His companies, NetDotSolutions and TeraMESH Networks, were both named in the suit.  Additionally, Aaron Michael Jones and Andy Salisbury, two resellers of TelWeb, are both also named in the suit.  Which brings up one problem with these types of suits.  Jones was already "permanently banned" from doing telemarketing.  Salisbury and World Connection were each fined $2.7 million dollars. Nine of his previous companies were also subject to the ban previously:   1) Allorey, Inc.; 2) Audacity LLC; 3) Data World Technologies, Inc.; 4) Dial Soft Technologies, Inc.; 5) Digital Marketing Solutions, Inc.; 6) Savilo Support Services, Inc.; 7) Secure Alliance, Inc.; 8) Velocity Information Corp.; and 9) World Access Media.
Jones was also one of those charged in the Point Break Media case, where callers were told to "Press 1 to speak to a Google Specialist" who told them they were about to be "unlisted" from Google and charged them at least $169 to not be deleted from Google search results.

Higher Goals Marketing

Have you had the Robocall about reducing your credit card interest rate?  It may have been coming from Higher Goals Marketing. " According to the FTC’s complaint, Higher Goals Marketing LLC, Sunshine Freedom Services LLC, Brandun L. Anderson, Lea A. Brownell, Melissa M. Deese, Gerald D. Starr, Jr., and Travis L. Teel, have engaged in a telemarketing scheme that has deceived financially distressed consumers nationwide by pitching bogus credit-card interest-rate-reduction services."
Unfortunately, this is another case demonstrating that to robocallers, a multi-million dollar fine is just a slap on the wrist.  The defendants were helped with setting up their service just weeks by Wayne Norris, just weeks after he was put out of business by a previous FTC settlement against the company he was working for,Life Management Services, back in 2016. He is charged with violating the Telemarketing Sales Rule by helping the other defendants organize the telemarketing infrastructure they used to bombard consumers with illegal robocalls, putting a team of managers together to oversee the entire robocall operation, and helping to set up a shell company to collect illegal up-front fees from consumers.

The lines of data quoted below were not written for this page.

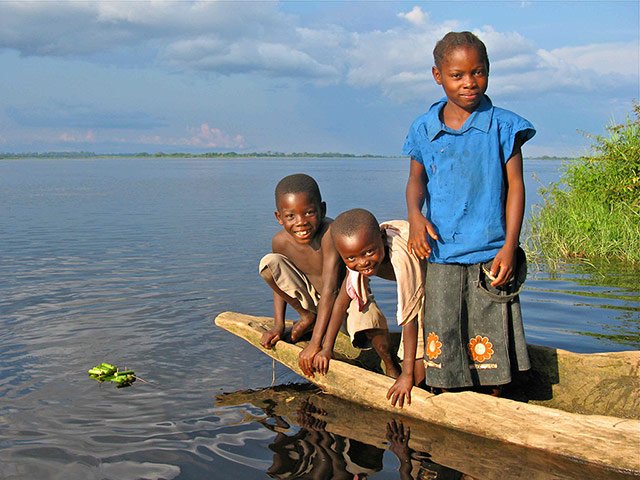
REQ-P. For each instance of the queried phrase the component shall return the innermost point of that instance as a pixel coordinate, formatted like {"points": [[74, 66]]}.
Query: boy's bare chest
{"points": [[306, 258]]}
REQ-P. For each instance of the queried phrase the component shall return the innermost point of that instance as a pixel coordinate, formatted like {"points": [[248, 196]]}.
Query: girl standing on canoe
{"points": [[466, 168]]}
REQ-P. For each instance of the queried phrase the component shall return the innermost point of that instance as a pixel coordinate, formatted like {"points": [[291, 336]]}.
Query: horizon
{"points": [[200, 76]]}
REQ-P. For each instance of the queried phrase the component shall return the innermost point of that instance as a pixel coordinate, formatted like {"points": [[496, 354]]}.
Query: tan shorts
{"points": [[295, 283]]}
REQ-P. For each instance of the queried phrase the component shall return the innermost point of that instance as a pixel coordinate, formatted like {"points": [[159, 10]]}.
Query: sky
{"points": [[299, 76]]}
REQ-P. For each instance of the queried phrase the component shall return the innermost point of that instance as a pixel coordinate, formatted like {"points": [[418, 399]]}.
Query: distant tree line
{"points": [[267, 154]]}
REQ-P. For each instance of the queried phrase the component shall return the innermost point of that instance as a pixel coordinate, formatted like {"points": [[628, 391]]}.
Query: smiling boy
{"points": [[304, 269], [305, 272], [367, 249]]}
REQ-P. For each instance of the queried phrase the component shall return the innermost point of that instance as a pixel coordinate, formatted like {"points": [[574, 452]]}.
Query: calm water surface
{"points": [[128, 261]]}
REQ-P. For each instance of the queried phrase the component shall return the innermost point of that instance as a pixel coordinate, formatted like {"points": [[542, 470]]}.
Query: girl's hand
{"points": [[306, 358], [270, 338], [400, 390], [321, 361], [503, 266], [419, 229]]}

In the case of Life Management Services, Wayne was asked to handle registering the new company for his boss, Steven Guise, because Guise was permanently banned from telemarketing.  He did so by asking a friend of his wife's to register the company in Florida. (See p.6 of this 51 page order .. https://www.ftc.gov/system/files/documents/cases/life_management_order_and_permanent_injunction_kevin_guice.pdf )

Wayne is behind the calls that start "This is Rachel, from Cardholder Services?"  In 2012, the FTC Chairman Jon Leibowitz declared Rachel from Cardholder Services "public enemy number one."  Back then, Wayne worked for Ambrosia Web Services.

Travis Deloy Peterson

You'll probably also be familiar with Peterson's "Veteran scams".  Using many different fake charity names, including Veterans of America, Vehicles for Veterans LLC, Saving Our Soldiers, Donate Your Car, Donate That Car LLC, Act of Valor, and Medal of Honor, Peterson made millions of calls asking people to donate a vehicle to help a veteran. In addition to paying more than a $500,000 fine, Peterson also has to return 88 vehicles that he's stolen under the guise of a charitable donation.

Point Break Media

A fourth settlement by the FTC this week targeted people offering false Google Business services.  Point Break, and several related companies and "d/b/a" aliases, were calling customers to inform them that if they didn't take action immediately, their company would no longer be able to be found in Google searches.

Dustin Pillonato; Justin Ramsey; Aaron Michael Jones, a/k/a Michael Aaron Jones and Mike Jones; Ricardo Diaz; Michael Pocker; Steffan Molina, Vincent Yates, and Daniel Carver were all charged individually in the case.   Three primary defendants in this case have agreed to settle.

As part of the settlement, the defendants will pay the FTC $3,637,386.57 and agree to forego any further work in the telemarketing industry.